Because a reverse merger does little to change the corporate structure (apart from the company’s shareholders), including the name, many companies will want the public firm to more accurately reflect the operations, branding and business of the previous private company. The process of changing the name of the public entity often requires the following time-consuming steps:
- A full proxy statement
- Shareholder approval
- A shareholder meeting
Commonly, the process of a corporate name change occurs at the next shareholder meeting so as to avoid the typically arduous process of calling a separate meeting just to change the name of the company.
A Quicker, Less Painful Option
For firms incorporated in Delaware–of which a good majority are–there is a much faster and ultimately less painful option for enacting a corporate name change. In 1998 Delaware passed a law which allows a public shell corporation establish a new wholly owned subsidiary and permits the a short-form merger effectively changing the name of the business to the new, more desirable name. This process requires no shareholder approval as long as the parent owns more than 80% of the newly formed subsidiary. The newly formed entity can, under Delaware law, become the sole surviving entity in the merger and the new entity is allowed to adopt and keep the legal name of the sub.

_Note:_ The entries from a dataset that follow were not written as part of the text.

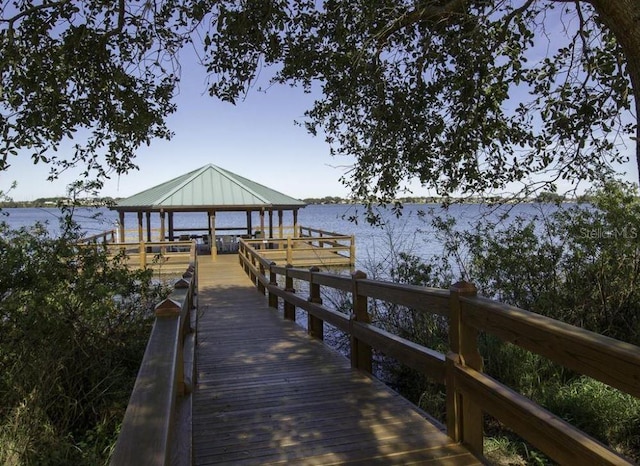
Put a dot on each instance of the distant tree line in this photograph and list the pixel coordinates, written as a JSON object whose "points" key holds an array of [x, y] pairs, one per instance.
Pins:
{"points": [[58, 201]]}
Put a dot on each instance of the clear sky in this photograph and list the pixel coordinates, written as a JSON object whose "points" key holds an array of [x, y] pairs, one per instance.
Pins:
{"points": [[256, 138]]}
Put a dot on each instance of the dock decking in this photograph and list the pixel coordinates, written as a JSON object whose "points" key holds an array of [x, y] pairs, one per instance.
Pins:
{"points": [[267, 393]]}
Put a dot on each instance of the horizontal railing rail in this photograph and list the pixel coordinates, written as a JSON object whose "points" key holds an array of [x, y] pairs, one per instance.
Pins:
{"points": [[151, 433], [172, 256], [329, 250], [470, 392], [108, 236]]}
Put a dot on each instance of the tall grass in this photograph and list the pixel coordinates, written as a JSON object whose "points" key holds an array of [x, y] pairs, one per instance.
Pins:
{"points": [[73, 328]]}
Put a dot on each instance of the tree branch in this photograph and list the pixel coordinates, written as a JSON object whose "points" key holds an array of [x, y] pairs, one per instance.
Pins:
{"points": [[426, 13]]}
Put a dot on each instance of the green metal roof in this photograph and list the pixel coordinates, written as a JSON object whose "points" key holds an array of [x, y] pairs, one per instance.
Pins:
{"points": [[209, 187]]}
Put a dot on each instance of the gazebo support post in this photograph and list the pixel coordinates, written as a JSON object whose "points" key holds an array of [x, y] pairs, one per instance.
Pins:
{"points": [[171, 236], [212, 235], [121, 226], [148, 212], [140, 228], [162, 229]]}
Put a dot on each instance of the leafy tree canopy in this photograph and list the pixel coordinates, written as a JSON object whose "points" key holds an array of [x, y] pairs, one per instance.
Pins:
{"points": [[462, 95]]}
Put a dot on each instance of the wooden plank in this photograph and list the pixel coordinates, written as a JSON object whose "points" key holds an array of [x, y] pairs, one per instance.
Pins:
{"points": [[269, 394], [146, 429]]}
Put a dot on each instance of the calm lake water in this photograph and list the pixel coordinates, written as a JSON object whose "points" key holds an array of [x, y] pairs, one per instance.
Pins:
{"points": [[412, 232]]}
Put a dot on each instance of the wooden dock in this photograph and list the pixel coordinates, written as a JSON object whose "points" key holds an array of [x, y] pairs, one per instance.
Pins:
{"points": [[267, 393]]}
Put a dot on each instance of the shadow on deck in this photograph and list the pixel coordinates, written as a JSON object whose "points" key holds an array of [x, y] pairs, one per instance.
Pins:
{"points": [[267, 393]]}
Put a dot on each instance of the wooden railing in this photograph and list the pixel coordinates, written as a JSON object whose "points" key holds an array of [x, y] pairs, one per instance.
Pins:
{"points": [[323, 248], [105, 237], [162, 256], [470, 392], [156, 425]]}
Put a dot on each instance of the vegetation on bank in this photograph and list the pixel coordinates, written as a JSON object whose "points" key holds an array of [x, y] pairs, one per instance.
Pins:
{"points": [[73, 328], [578, 265], [58, 202]]}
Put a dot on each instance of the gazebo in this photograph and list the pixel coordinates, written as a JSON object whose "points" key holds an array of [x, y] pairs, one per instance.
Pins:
{"points": [[209, 189]]}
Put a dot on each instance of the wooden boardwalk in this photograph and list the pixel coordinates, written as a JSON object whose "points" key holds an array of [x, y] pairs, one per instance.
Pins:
{"points": [[267, 393]]}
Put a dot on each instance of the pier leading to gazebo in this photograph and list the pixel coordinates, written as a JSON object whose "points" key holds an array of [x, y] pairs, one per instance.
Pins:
{"points": [[214, 192]]}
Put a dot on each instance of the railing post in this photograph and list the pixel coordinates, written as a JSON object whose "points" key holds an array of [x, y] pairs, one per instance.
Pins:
{"points": [[360, 352], [273, 281], [315, 326], [252, 275], [352, 251], [261, 288], [464, 418], [289, 308], [171, 309], [143, 255]]}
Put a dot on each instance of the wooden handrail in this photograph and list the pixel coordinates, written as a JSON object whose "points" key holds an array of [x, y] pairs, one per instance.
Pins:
{"points": [[340, 246], [149, 432], [470, 392]]}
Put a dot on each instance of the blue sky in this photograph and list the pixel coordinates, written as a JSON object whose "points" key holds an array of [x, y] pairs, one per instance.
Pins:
{"points": [[256, 138]]}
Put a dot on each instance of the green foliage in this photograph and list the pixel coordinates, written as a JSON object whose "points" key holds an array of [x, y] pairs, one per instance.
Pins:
{"points": [[578, 264], [443, 92], [73, 327], [92, 73]]}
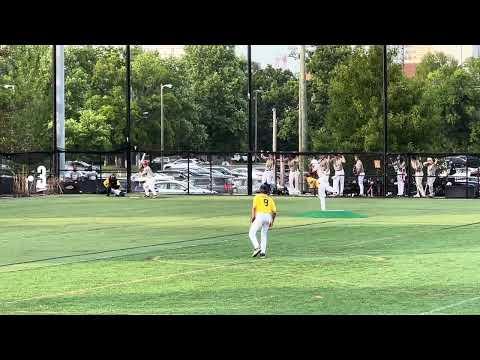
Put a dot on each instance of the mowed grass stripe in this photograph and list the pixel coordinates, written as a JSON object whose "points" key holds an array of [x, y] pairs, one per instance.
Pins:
{"points": [[309, 269]]}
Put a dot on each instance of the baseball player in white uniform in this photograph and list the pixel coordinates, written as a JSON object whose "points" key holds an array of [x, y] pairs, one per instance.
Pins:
{"points": [[339, 177], [400, 169], [322, 168], [149, 179], [360, 172], [418, 168], [293, 176], [268, 176], [431, 175]]}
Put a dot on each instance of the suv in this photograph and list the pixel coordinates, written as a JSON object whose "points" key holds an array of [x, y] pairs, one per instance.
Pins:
{"points": [[183, 164]]}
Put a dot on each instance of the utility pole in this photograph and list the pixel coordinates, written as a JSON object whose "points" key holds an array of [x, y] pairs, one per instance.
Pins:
{"points": [[250, 133], [274, 143], [302, 116], [128, 100], [274, 139], [385, 119], [60, 104], [56, 170]]}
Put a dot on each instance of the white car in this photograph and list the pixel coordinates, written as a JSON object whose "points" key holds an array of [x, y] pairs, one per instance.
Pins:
{"points": [[238, 157], [184, 163], [256, 173], [157, 177], [179, 187]]}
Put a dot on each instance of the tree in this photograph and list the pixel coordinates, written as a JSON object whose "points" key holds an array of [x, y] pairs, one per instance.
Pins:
{"points": [[280, 91], [353, 121], [26, 110], [217, 83]]}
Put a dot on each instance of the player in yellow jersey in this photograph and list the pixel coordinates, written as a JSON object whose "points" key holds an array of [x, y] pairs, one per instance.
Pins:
{"points": [[263, 216]]}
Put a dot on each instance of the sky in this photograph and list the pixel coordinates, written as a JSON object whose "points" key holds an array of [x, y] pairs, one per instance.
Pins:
{"points": [[271, 54]]}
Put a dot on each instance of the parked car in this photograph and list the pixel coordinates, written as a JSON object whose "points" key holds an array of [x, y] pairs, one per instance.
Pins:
{"points": [[256, 173], [80, 165], [157, 177], [220, 184], [6, 179], [238, 158], [179, 187], [223, 170], [158, 160]]}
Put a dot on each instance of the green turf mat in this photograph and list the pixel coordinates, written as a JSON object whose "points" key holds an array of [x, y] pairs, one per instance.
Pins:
{"points": [[338, 214]]}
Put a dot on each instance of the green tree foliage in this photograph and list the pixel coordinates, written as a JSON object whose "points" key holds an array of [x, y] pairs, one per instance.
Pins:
{"points": [[217, 92], [25, 109]]}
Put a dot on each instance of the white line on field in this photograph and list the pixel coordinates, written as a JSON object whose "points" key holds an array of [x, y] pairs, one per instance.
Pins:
{"points": [[151, 278], [450, 306]]}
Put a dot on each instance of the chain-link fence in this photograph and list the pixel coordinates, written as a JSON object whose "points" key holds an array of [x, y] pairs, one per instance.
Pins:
{"points": [[288, 173]]}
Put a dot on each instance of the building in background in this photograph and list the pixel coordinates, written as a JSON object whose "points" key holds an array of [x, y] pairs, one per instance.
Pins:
{"points": [[166, 50], [414, 54]]}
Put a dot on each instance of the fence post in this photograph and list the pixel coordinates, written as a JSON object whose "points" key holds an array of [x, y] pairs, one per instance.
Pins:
{"points": [[129, 120], [409, 173], [250, 122], [100, 170]]}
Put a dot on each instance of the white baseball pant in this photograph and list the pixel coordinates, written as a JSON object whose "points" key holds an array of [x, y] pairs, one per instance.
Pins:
{"points": [[262, 220]]}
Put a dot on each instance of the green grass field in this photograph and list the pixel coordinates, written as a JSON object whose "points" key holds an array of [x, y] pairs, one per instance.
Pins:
{"points": [[191, 255]]}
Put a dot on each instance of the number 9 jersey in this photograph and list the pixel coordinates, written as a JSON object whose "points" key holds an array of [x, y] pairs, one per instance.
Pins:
{"points": [[263, 203]]}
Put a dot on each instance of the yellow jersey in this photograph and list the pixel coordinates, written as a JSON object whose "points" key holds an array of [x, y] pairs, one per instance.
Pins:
{"points": [[264, 204]]}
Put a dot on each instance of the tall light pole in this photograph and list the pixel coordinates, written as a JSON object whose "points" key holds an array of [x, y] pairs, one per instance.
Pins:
{"points": [[302, 115], [161, 120], [256, 117], [274, 139]]}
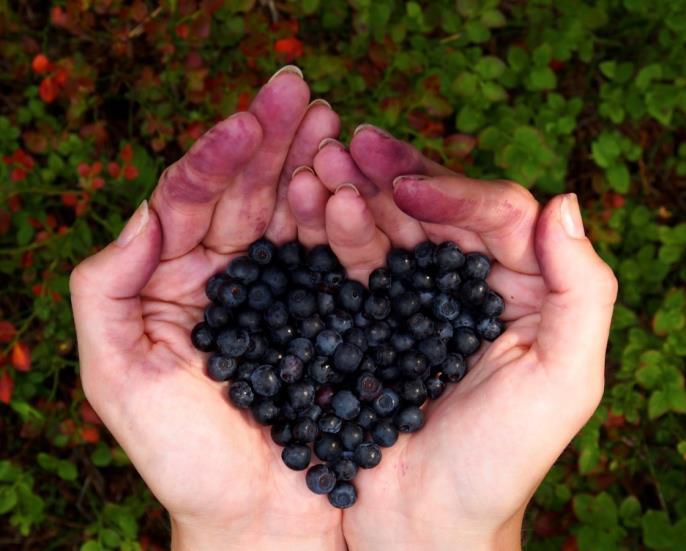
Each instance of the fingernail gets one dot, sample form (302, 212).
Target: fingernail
(319, 101)
(135, 225)
(414, 177)
(287, 69)
(327, 141)
(571, 216)
(378, 130)
(300, 169)
(347, 185)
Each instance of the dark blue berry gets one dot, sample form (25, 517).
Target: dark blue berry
(367, 455)
(241, 395)
(202, 337)
(343, 495)
(296, 456)
(409, 419)
(320, 479)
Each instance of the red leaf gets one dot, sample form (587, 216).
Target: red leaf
(6, 386)
(21, 357)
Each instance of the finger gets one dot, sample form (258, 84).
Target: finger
(105, 292)
(576, 313)
(335, 166)
(503, 214)
(307, 199)
(246, 208)
(359, 244)
(189, 189)
(320, 122)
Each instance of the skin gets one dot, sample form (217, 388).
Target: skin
(488, 441)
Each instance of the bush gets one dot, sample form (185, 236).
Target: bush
(97, 97)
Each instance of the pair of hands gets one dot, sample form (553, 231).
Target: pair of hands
(465, 479)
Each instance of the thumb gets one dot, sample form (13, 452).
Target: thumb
(576, 313)
(105, 292)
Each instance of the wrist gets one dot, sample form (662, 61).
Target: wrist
(256, 535)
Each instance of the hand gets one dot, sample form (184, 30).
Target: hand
(217, 472)
(463, 482)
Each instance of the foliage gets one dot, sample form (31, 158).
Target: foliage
(97, 96)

If your firm isn’t incorporated in Delaware, then the short-form merger likely isn’t an option.
If you’re ultimately not in Delaware, then changing the name has more of a process attached to it, than it’s worth. In fact, most opt-out. Not all companies are as concerned about the name of their parent in a reverse merger scenario. In fact, changing the name is a formality that just isn’t worth the headache. For those concerned with branding, it could mean a great deal.